Clotheslines to Christmas

Last summer while I was hanging clean clothes out on the clothesline to dry in the sunshine and breeze, I was thinking about how my mom and grandmothers used to do this task at their homes. Similarly, as we canned food this summer, I remembered back to watching (and sometimes helping) my mom and grandmother can. In my family these are just a couple of the summer activities that have been handed down from generation to generation.

As our children have grown we have developed some December/Advent/Christmas traditions. My kids have made an annual gingerbread house with a dear “adopted grandma.” For several years we attended one of the [cold!] Christmas parades in the area, and we still attend the Christmas Eve candlelight service.

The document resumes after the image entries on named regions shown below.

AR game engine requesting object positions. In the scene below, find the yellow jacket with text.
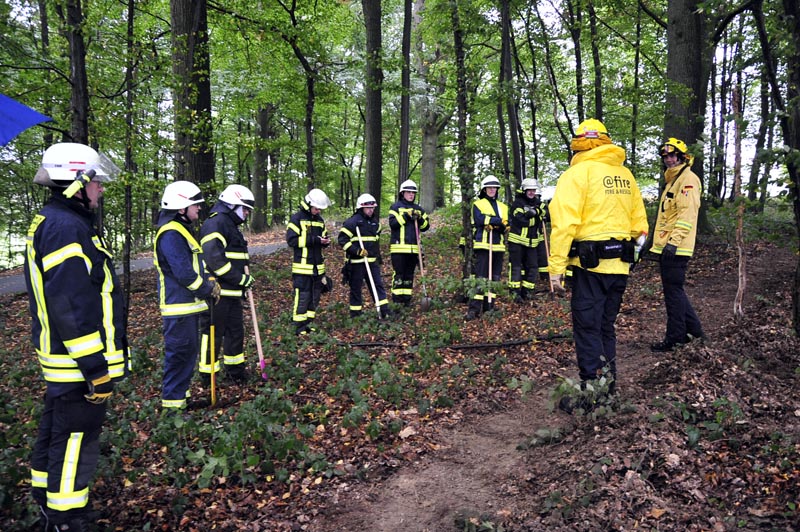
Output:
[651,163,701,257]
[548,144,648,275]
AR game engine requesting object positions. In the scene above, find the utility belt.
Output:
[569,238,636,270]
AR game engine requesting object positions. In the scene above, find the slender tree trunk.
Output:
[362,0,383,212]
[170,0,214,183]
[397,0,413,185]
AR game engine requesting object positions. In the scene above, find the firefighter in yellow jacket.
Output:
[549,119,648,412]
[466,175,509,321]
[650,138,703,352]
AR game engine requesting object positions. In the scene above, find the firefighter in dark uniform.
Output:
[508,178,544,303]
[25,143,129,532]
[286,188,331,335]
[550,119,648,412]
[153,181,221,413]
[389,179,430,307]
[199,185,255,383]
[466,176,509,320]
[337,194,391,318]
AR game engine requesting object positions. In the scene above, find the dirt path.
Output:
[306,241,793,532]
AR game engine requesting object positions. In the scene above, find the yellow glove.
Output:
[550,273,567,297]
[84,373,114,405]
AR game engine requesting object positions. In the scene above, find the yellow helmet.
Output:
[575,118,609,139]
[658,137,689,157]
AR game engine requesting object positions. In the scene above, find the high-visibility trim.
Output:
[161,299,208,316]
[219,288,244,297]
[161,398,186,409]
[214,262,233,277]
[200,231,228,248]
[64,331,103,358]
[224,353,244,366]
[389,244,419,253]
[225,251,250,260]
[42,242,92,273]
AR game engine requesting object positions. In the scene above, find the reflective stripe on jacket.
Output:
[651,164,702,257]
[153,219,212,317]
[336,209,381,264]
[25,196,129,396]
[549,144,648,275]
[472,198,508,252]
[389,199,430,255]
[200,201,250,297]
[286,201,330,275]
[508,192,544,248]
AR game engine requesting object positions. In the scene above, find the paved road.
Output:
[0,242,286,294]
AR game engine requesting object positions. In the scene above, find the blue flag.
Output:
[0,93,52,146]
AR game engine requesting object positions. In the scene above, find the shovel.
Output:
[414,218,433,312]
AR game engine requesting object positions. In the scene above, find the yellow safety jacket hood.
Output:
[548,144,648,275]
[652,164,702,257]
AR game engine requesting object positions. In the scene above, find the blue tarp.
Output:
[0,93,52,146]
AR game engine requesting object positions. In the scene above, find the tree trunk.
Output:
[361,0,383,213]
[170,0,214,183]
[397,0,412,187]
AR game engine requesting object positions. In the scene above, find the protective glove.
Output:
[661,244,678,259]
[550,273,567,297]
[84,373,114,405]
[239,273,256,290]
[211,281,222,303]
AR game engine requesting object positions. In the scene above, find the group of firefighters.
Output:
[25,119,703,532]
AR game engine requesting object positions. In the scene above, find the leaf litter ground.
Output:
[0,227,800,532]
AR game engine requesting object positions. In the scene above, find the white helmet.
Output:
[481,175,500,190]
[161,181,205,211]
[356,194,378,209]
[219,185,256,209]
[400,179,417,192]
[33,142,120,187]
[520,177,539,190]
[303,188,331,209]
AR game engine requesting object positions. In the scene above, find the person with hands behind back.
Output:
[153,181,222,413]
[508,178,544,303]
[199,185,255,383]
[24,142,129,532]
[466,175,509,321]
[549,118,648,412]
[337,194,391,318]
[286,188,331,335]
[650,138,704,352]
[389,179,430,307]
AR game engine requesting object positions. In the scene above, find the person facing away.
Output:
[337,194,391,318]
[199,185,255,384]
[24,142,130,532]
[549,119,648,412]
[153,181,221,413]
[466,176,509,321]
[286,188,331,335]
[650,137,705,352]
[508,178,544,303]
[389,179,430,307]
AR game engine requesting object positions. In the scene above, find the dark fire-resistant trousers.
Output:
[469,249,504,314]
[292,274,324,332]
[661,256,703,344]
[199,296,245,374]
[571,268,628,381]
[392,253,419,306]
[31,388,106,524]
[350,262,389,315]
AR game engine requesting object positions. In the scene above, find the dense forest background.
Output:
[0,0,800,327]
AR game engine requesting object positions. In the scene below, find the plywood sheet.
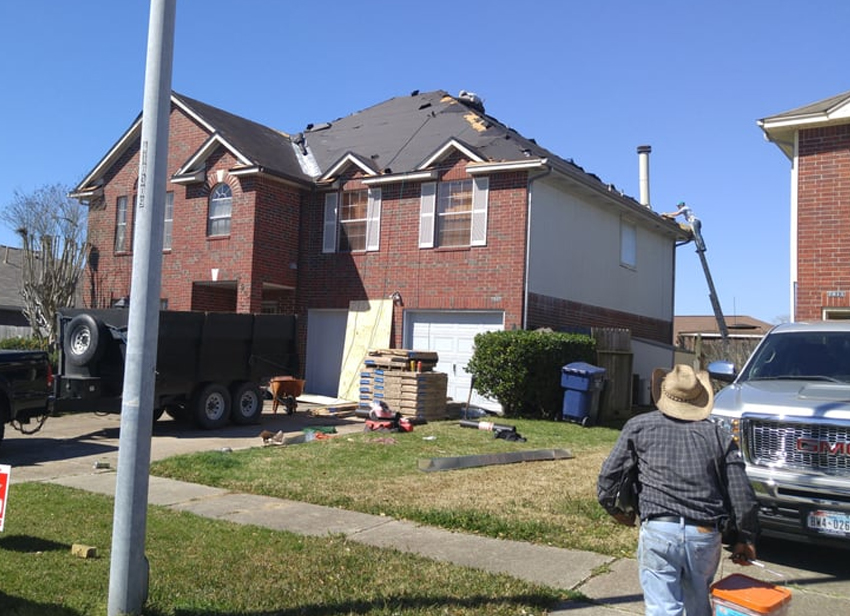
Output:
[337,299,393,400]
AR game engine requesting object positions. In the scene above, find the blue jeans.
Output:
[638,520,721,616]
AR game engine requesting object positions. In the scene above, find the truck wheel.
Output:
[193,383,230,430]
[63,314,106,366]
[230,381,263,424]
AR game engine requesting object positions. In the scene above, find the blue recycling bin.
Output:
[561,361,606,426]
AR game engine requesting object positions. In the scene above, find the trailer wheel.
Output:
[63,314,106,366]
[193,383,230,430]
[230,381,263,424]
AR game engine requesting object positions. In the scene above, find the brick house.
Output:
[73,86,686,400]
[758,92,850,321]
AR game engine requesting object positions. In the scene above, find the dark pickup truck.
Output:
[0,351,53,442]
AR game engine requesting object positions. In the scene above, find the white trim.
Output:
[322,192,339,253]
[361,170,437,186]
[419,182,437,248]
[319,152,378,182]
[469,175,490,246]
[466,158,549,175]
[417,139,484,169]
[366,188,381,251]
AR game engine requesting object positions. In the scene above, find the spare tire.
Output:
[62,314,106,366]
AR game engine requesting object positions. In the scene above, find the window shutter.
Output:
[469,177,490,246]
[366,188,381,250]
[322,192,339,252]
[419,182,437,248]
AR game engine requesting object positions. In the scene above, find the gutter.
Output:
[521,165,552,329]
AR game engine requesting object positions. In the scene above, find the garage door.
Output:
[404,311,505,412]
[304,310,348,398]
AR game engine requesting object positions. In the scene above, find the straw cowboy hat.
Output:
[652,364,714,421]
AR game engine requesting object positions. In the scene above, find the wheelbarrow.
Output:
[269,376,304,415]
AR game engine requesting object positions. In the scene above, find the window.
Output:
[162,192,174,250]
[322,188,381,253]
[419,177,489,248]
[620,220,637,269]
[115,195,129,252]
[207,184,233,236]
[337,190,369,252]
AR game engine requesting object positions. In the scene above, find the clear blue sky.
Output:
[0,0,850,322]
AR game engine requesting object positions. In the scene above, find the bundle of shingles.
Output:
[359,349,448,421]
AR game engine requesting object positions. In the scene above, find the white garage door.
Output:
[404,311,505,412]
[304,310,348,398]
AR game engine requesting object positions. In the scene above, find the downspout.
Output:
[520,166,552,329]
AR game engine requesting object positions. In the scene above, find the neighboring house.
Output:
[0,246,32,339]
[73,91,687,400]
[758,92,850,321]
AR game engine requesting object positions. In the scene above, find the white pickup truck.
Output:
[708,321,850,547]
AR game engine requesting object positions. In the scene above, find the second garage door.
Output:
[404,311,505,412]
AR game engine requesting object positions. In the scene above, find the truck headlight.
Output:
[710,415,741,443]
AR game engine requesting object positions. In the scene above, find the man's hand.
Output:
[732,543,756,566]
[611,511,635,526]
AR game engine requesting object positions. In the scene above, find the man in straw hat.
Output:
[597,365,758,616]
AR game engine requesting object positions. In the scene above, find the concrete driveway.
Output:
[0,402,363,483]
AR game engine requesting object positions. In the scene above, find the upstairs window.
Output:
[338,190,369,252]
[419,177,490,248]
[620,220,637,269]
[322,188,381,253]
[115,195,130,252]
[207,184,233,237]
[162,192,174,250]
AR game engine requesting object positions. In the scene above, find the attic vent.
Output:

We enjoy rereading certain books each year (I’m writing a post on those books so stay tuned!), and the movies “Holiday Inn,” “White Christmas,” and “Elf,” seem to have plenty of screen time at our house. Who knows which of these traditions will be handed down to our children’s children?

These are generally fun things that can help enhance this season. I believe there are also non-negotiables of the season, especially the Christmas story and the call to intentionally focus not on all the worldly things but on Jesus’s birth. I believe there are certain things God very much wants handed down generation to generation to generation. This is why Moses taught the Israelites to tell their children – intentionally and repeatedly – about God’s commandments, love, mercy, and blessings. They were told to do this so they “didn’t forget how they got there.”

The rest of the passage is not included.